For Ms Wells, the 180-night minimum is more than enough for the average short-term rental host.
"If the person charges $150 a night, that is at least 40 nights per year," she said.
"For the average host the 180 nights would be wonderful. Those of us who are hosts in our own homes, that's four times what we are getting on average now.
"It's only the people who have the investment properties that want their return on investment money, they want it to be 365 days."
When the short-term holiday rental came before Clarence Valley Council in October last year, Ms Wells expressed concern over how the short-term holiday rental would be dealt with by the government.
"The best way would be to have one policy for the investor and one for the home-based host," she said.
"The legislation supports what I said."
Ms Wells said for places like Yamba, where there were higher capacity rates, the rules around strata buildings would make it more fair for people.
"My understanding (of the policy) is that ... unoccupied units cannot be used as short-term rentals, however a person occupying their own unit can choose to have a short-term rental person living with them," she said.
Ms Wells added there had been talk of chief bodies having access to short-term holiday rental data from major sites like Airbnb and HomeStays but she believed it should be a two-way street.

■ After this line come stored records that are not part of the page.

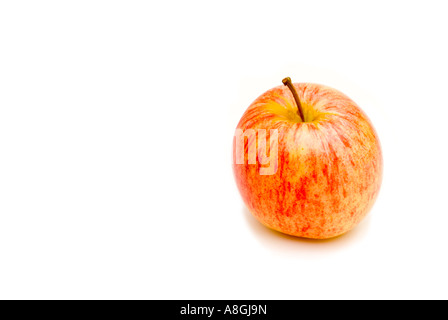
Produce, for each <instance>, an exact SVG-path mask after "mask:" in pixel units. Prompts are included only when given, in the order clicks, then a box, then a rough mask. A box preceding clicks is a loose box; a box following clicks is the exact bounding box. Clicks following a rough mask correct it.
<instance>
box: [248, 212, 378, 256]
mask: <svg viewBox="0 0 448 320" xmlns="http://www.w3.org/2000/svg"><path fill="white" fill-rule="evenodd" d="M243 215H244V217H245V219H246V222H247V224H248V226H249V228H250V229H251V231H252V233H253V234H254V235H255V237H256V238H257V239H258V240H259V241H260V242H261V243H262V244H263V245H265V246H266V247H268V248H269V249H272V250H275V251H276V252H286V253H293V254H297V253H301V254H307V253H310V254H311V255H320V254H321V253H327V252H333V251H335V250H339V249H343V248H346V247H347V246H350V245H351V244H353V243H355V242H356V243H357V242H359V241H360V240H361V239H362V238H364V237H365V236H366V235H367V233H368V230H369V225H370V221H371V218H370V215H367V217H366V218H364V220H363V221H361V223H360V224H359V225H358V226H356V227H355V228H354V229H353V230H351V231H349V232H347V233H345V234H342V235H340V236H337V237H334V238H331V239H325V240H316V239H308V238H300V237H294V236H290V235H287V234H284V233H281V232H278V231H275V230H272V229H269V228H268V227H266V226H264V225H263V224H262V223H260V222H259V221H258V220H257V219H256V218H255V217H254V216H253V215H252V214H251V213H250V211H249V210H248V209H247V208H246V207H245V206H243Z"/></svg>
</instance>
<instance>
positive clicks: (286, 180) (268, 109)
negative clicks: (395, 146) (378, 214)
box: [233, 78, 383, 239]
mask: <svg viewBox="0 0 448 320" xmlns="http://www.w3.org/2000/svg"><path fill="white" fill-rule="evenodd" d="M283 84H284V85H280V86H277V87H275V88H272V89H270V90H268V91H267V92H265V93H264V94H262V95H261V96H260V97H258V98H257V99H256V100H255V101H254V102H253V103H252V104H251V105H250V106H249V108H248V109H247V110H246V112H245V113H244V114H243V116H242V118H241V120H240V122H239V123H238V126H237V128H236V131H235V136H234V140H233V172H234V176H235V180H236V184H237V186H238V189H239V191H240V194H241V196H242V198H243V201H244V203H245V205H246V206H247V208H248V209H249V211H250V212H251V213H252V215H253V216H254V217H255V218H256V219H258V220H259V221H260V222H261V223H262V224H264V225H265V226H267V227H269V228H271V229H274V230H277V231H279V232H282V233H285V234H288V235H292V236H297V237H304V238H312V239H328V238H332V237H336V236H339V235H342V234H344V233H346V232H348V231H350V230H351V229H353V228H354V227H355V226H356V225H358V224H359V223H360V222H361V221H362V219H363V218H364V217H365V216H366V215H367V214H368V212H369V211H370V209H371V208H372V206H373V204H374V202H375V200H376V198H377V196H378V192H379V190H380V186H381V181H382V172H383V159H382V152H381V146H380V141H379V139H378V135H377V133H376V131H375V129H374V127H373V125H372V123H371V121H370V120H369V118H368V117H367V115H366V114H365V113H364V112H363V111H362V110H361V109H360V107H358V106H357V105H356V103H355V102H353V101H352V100H351V99H350V98H348V97H347V96H346V95H344V94H343V93H341V92H339V91H337V90H335V89H333V88H330V87H327V86H324V85H320V84H311V83H294V84H293V83H292V82H291V79H290V78H285V79H284V80H283Z"/></svg>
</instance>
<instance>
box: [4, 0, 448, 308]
mask: <svg viewBox="0 0 448 320" xmlns="http://www.w3.org/2000/svg"><path fill="white" fill-rule="evenodd" d="M447 30H448V20H447V19H446V4H445V2H444V1H390V0H389V1H375V2H367V1H269V2H267V1H251V2H249V1H225V2H224V1H223V2H217V1H2V2H1V3H0V298H2V299H6V298H7V299H16V298H25V299H26V298H31V299H36V298H39V299H55V298H56V299H79V298H83V299H416V298H423V299H429V298H436V299H440V298H443V299H447V298H448V293H447V285H448V276H447V268H448V257H447V244H448V240H447V237H446V234H447V226H448V210H447V205H446V199H447V198H448V194H447V191H448V185H447V179H448V173H447V169H446V165H447V163H448V156H447V152H446V147H447V142H446V139H447V136H448V134H447V129H448V128H447V125H446V121H447V116H448V83H447V74H448V62H447V56H448V46H447V41H446V34H447ZM285 76H290V77H291V78H292V79H293V81H295V82H317V83H322V84H326V85H329V86H332V87H334V88H336V89H338V90H340V91H342V92H344V93H346V94H347V95H348V96H350V97H351V98H352V99H353V100H354V101H356V102H357V103H358V104H359V105H360V106H361V107H362V108H363V109H364V111H365V112H366V113H367V114H368V115H369V117H370V118H371V120H372V122H373V123H374V125H375V127H376V129H377V131H378V133H379V136H380V139H381V142H382V145H383V152H384V161H385V171H384V181H383V186H382V189H381V193H380V196H379V198H378V201H377V203H376V205H375V207H374V209H373V210H372V211H371V213H370V215H369V216H368V218H367V219H366V220H364V221H363V222H362V223H361V224H360V225H359V226H358V227H357V228H356V229H355V230H353V231H352V232H350V233H348V234H346V235H344V236H342V237H339V238H336V239H334V240H330V241H311V240H301V239H296V238H292V237H288V236H283V235H281V234H279V233H276V232H273V231H270V230H268V229H266V228H265V227H263V226H262V225H260V224H259V223H258V222H257V221H256V220H255V219H254V218H252V217H251V216H250V214H249V213H248V211H247V210H246V209H245V208H244V205H243V203H242V200H241V197H240V195H239V193H238V190H237V188H236V185H235V182H234V178H233V175H232V170H231V145H232V138H233V133H234V129H235V127H236V125H237V123H238V120H239V119H240V117H241V115H242V114H243V112H244V111H245V109H246V108H247V107H248V106H249V104H250V103H251V102H252V101H253V100H254V99H255V98H256V97H258V96H259V95H260V94H262V93H263V92H264V91H266V90H268V89H270V88H272V87H274V86H277V85H280V84H281V79H282V78H283V77H285Z"/></svg>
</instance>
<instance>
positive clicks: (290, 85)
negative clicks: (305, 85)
mask: <svg viewBox="0 0 448 320" xmlns="http://www.w3.org/2000/svg"><path fill="white" fill-rule="evenodd" d="M282 82H283V84H284V85H285V86H287V87H288V88H289V90H291V92H292V95H293V96H294V100H295V101H296V104H297V109H298V114H299V116H300V119H302V122H305V117H304V116H303V110H302V104H301V103H300V99H299V95H298V94H297V91H296V88H294V85H293V84H292V82H291V78H290V77H287V78H285V79H283V80H282Z"/></svg>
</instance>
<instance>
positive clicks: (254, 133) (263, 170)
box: [234, 129, 278, 175]
mask: <svg viewBox="0 0 448 320" xmlns="http://www.w3.org/2000/svg"><path fill="white" fill-rule="evenodd" d="M245 138H247V163H248V164H253V165H257V161H258V163H259V164H260V169H259V174H260V175H273V174H275V173H276V172H277V170H278V130H277V129H271V130H269V156H268V155H267V151H268V150H267V147H266V140H267V130H265V129H257V130H254V129H247V130H242V129H236V131H235V159H234V161H235V164H237V165H238V164H245ZM267 165H268V166H267Z"/></svg>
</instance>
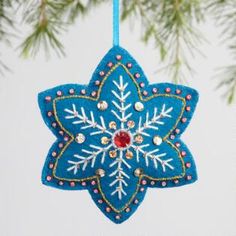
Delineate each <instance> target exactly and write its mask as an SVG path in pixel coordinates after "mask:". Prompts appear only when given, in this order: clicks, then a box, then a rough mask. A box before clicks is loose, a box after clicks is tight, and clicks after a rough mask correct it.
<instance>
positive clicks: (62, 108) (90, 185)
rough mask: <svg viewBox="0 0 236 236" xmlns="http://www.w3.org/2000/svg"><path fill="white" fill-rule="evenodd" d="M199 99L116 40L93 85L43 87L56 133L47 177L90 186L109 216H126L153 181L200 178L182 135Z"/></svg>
mask: <svg viewBox="0 0 236 236" xmlns="http://www.w3.org/2000/svg"><path fill="white" fill-rule="evenodd" d="M197 100H198V94H197V92H196V91H195V90H193V89H191V88H188V87H184V86H180V85H173V84H169V83H162V84H152V85H149V84H148V81H147V79H146V77H145V75H144V73H143V71H142V69H141V68H140V67H139V65H138V64H137V62H136V61H135V60H134V59H133V58H132V57H131V56H130V55H129V53H128V52H127V51H125V50H124V49H122V48H121V47H113V48H112V49H111V50H110V51H109V52H108V53H107V55H106V56H105V57H104V58H103V60H102V61H101V63H100V64H99V66H98V67H97V69H96V70H95V72H94V74H93V77H92V79H91V81H90V83H89V85H88V86H84V85H77V84H67V85H62V86H58V87H56V88H53V89H50V90H47V91H45V92H42V93H40V94H39V106H40V109H41V113H42V116H43V118H44V120H45V122H46V124H47V125H48V127H49V128H50V129H51V130H52V132H53V133H54V134H55V135H56V137H57V140H56V142H55V143H54V145H53V146H52V147H51V149H50V151H49V153H48V156H47V160H46V162H45V165H44V168H43V173H42V181H43V183H44V184H46V185H49V186H53V187H56V188H60V189H67V190H79V189H87V190H88V191H89V193H90V194H91V196H92V198H93V200H94V202H95V203H96V205H97V206H98V207H99V208H100V209H101V210H102V212H103V213H104V214H105V215H106V216H107V217H109V218H110V219H111V220H112V221H114V222H115V223H121V222H123V221H124V220H126V219H128V218H129V217H130V216H131V215H132V214H133V213H134V211H135V210H136V209H137V207H138V205H139V204H140V203H141V201H142V200H143V198H144V195H145V192H146V189H147V187H158V188H166V187H175V186H181V185H184V184H188V183H192V182H194V181H195V180H196V179H197V174H196V168H195V164H194V161H193V158H192V155H191V153H190V151H189V150H188V149H187V147H186V145H185V144H184V143H183V142H182V141H181V140H180V135H181V134H182V133H183V131H184V130H185V128H186V127H187V125H188V123H189V121H190V119H191V117H192V114H193V112H194V110H195V106H196V103H197ZM81 204H82V203H81Z"/></svg>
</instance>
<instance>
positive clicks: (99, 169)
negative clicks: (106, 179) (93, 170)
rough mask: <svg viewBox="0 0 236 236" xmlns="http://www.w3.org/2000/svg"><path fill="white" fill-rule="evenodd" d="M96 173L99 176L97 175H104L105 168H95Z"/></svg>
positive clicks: (101, 176) (96, 174)
mask: <svg viewBox="0 0 236 236" xmlns="http://www.w3.org/2000/svg"><path fill="white" fill-rule="evenodd" d="M96 175H97V176H99V177H104V176H105V170H103V169H97V170H96Z"/></svg>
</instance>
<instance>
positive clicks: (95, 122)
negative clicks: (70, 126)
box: [64, 104, 112, 136]
mask: <svg viewBox="0 0 236 236" xmlns="http://www.w3.org/2000/svg"><path fill="white" fill-rule="evenodd" d="M64 111H65V112H67V113H69V114H71V115H67V116H65V119H75V121H73V122H72V124H74V125H76V124H82V123H84V126H82V127H81V129H89V128H93V129H95V128H96V129H98V131H96V132H91V133H90V135H91V136H93V135H97V134H102V133H107V134H109V135H112V133H111V132H110V131H109V130H107V128H106V125H105V121H104V118H103V117H102V116H100V122H101V125H99V124H98V123H97V122H96V121H95V119H94V114H93V112H92V111H90V118H89V117H88V116H87V115H86V113H85V110H84V108H83V107H81V113H79V112H78V111H77V109H76V106H75V104H72V110H69V109H67V108H66V109H65V110H64Z"/></svg>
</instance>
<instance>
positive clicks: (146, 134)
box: [65, 76, 174, 200]
mask: <svg viewBox="0 0 236 236" xmlns="http://www.w3.org/2000/svg"><path fill="white" fill-rule="evenodd" d="M112 82H113V83H114V85H115V87H116V90H112V91H111V92H112V94H113V95H114V100H112V101H111V102H112V104H113V106H114V109H111V112H112V114H113V115H114V116H115V117H116V118H117V119H118V120H119V121H120V125H119V124H118V126H119V127H117V129H116V130H115V131H114V130H111V129H109V128H107V125H106V124H105V120H104V118H103V117H102V116H100V117H99V119H100V120H99V121H96V120H95V118H94V114H93V112H92V111H90V113H89V116H88V114H86V111H85V109H84V107H81V108H80V111H78V110H77V108H76V106H75V104H72V110H70V109H68V108H67V109H65V112H66V113H67V115H66V116H65V118H66V119H71V120H72V124H74V125H78V124H81V125H82V126H81V130H85V129H91V130H92V132H90V135H91V136H94V135H100V134H106V135H107V136H109V138H108V139H109V140H111V141H110V142H108V143H107V144H106V145H103V146H96V145H92V144H90V145H89V147H90V148H91V150H87V149H82V150H81V151H82V152H83V153H84V155H83V156H81V155H78V154H74V158H76V159H78V161H72V160H69V161H68V163H69V164H70V165H71V166H70V167H69V168H68V169H67V171H73V173H74V174H75V175H76V174H77V172H78V170H79V169H80V167H81V166H82V169H81V170H82V171H85V170H86V167H87V166H88V165H91V168H94V166H95V163H96V161H100V163H101V164H104V163H105V161H106V158H107V153H108V151H109V150H111V148H112V150H113V151H115V152H117V153H118V155H117V157H116V158H115V159H114V161H113V162H112V163H111V164H110V165H109V167H110V168H114V167H115V170H114V171H113V172H112V173H111V174H109V177H110V178H111V183H110V184H109V186H110V187H111V188H115V189H114V191H112V193H111V195H112V196H113V195H116V194H117V196H118V199H119V200H121V199H122V197H123V196H126V195H127V193H126V188H128V183H127V180H128V179H130V176H129V175H128V174H127V173H126V172H125V169H131V166H130V164H129V163H128V160H125V158H124V152H125V151H126V152H127V151H130V149H131V148H133V150H134V154H135V157H136V161H137V162H139V161H140V157H144V159H145V164H146V166H147V167H148V166H149V164H150V161H151V162H153V165H154V167H155V168H156V169H158V166H159V165H160V166H161V168H162V170H163V172H165V171H166V169H167V168H169V169H171V170H173V169H174V167H173V166H172V165H171V164H170V162H171V161H172V160H173V159H172V158H169V159H166V160H163V159H162V158H163V157H165V156H166V153H159V151H160V150H159V149H157V148H155V149H154V150H151V151H147V150H146V149H147V148H148V147H149V146H150V144H149V143H146V144H142V145H141V144H140V145H137V144H135V142H131V143H130V145H129V146H128V147H126V148H118V147H117V146H116V145H115V143H114V135H115V134H116V132H117V130H125V131H127V132H129V133H130V129H129V127H126V126H127V121H128V119H129V118H132V115H133V113H132V112H129V110H130V108H131V107H132V104H131V103H127V99H128V98H129V96H130V95H131V92H130V91H126V90H127V87H128V85H129V84H128V82H127V83H125V84H124V82H123V77H122V76H120V77H119V83H118V82H117V81H116V80H113V81H112ZM172 110H173V107H169V108H166V105H165V104H163V106H162V108H161V111H160V113H158V110H157V108H154V111H153V115H152V117H150V114H149V112H147V113H146V119H145V121H143V120H142V117H141V116H140V118H139V122H138V125H137V129H136V130H135V131H134V132H133V133H132V132H131V133H130V135H131V138H132V139H133V138H134V137H135V136H137V135H142V136H146V137H149V136H150V134H149V133H148V132H147V131H148V130H155V131H157V130H158V129H159V126H160V125H164V124H165V123H164V121H163V118H171V112H172ZM98 157H99V159H100V160H97V159H98Z"/></svg>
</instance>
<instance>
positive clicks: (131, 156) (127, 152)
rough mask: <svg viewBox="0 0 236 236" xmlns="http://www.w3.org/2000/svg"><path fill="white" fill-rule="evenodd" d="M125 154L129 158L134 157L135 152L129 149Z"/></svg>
mask: <svg viewBox="0 0 236 236" xmlns="http://www.w3.org/2000/svg"><path fill="white" fill-rule="evenodd" d="M125 156H126V158H127V159H132V158H133V156H134V154H133V153H132V152H131V151H127V152H126V153H125Z"/></svg>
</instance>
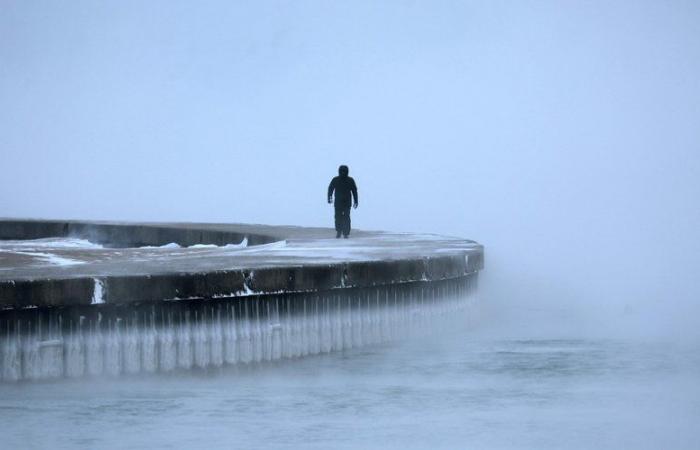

"Hosts should have access to those government departments who are making sure the rules are being followed," she said.
HomeAway (formerly Stayz) director of corporate affairs Eacham Curry said short-term rental accommodation was not only an important driver of economic growth and jobs for the Clarence Valley but it also added crucial tourism accommodation capacity to the region.
"We will be working with local councils across the Clarence Valley region to ensure that short-term rental accommodation remains an important part of the tourism accommodation mix," he said.
"We will be making the case to all local councils outside of Sydney that they grasp the opportunity of the sector and not set an arbitrary cap on short-term rental accommodation."
Now it is up to Clarence Valley Council to make their decision about the policy.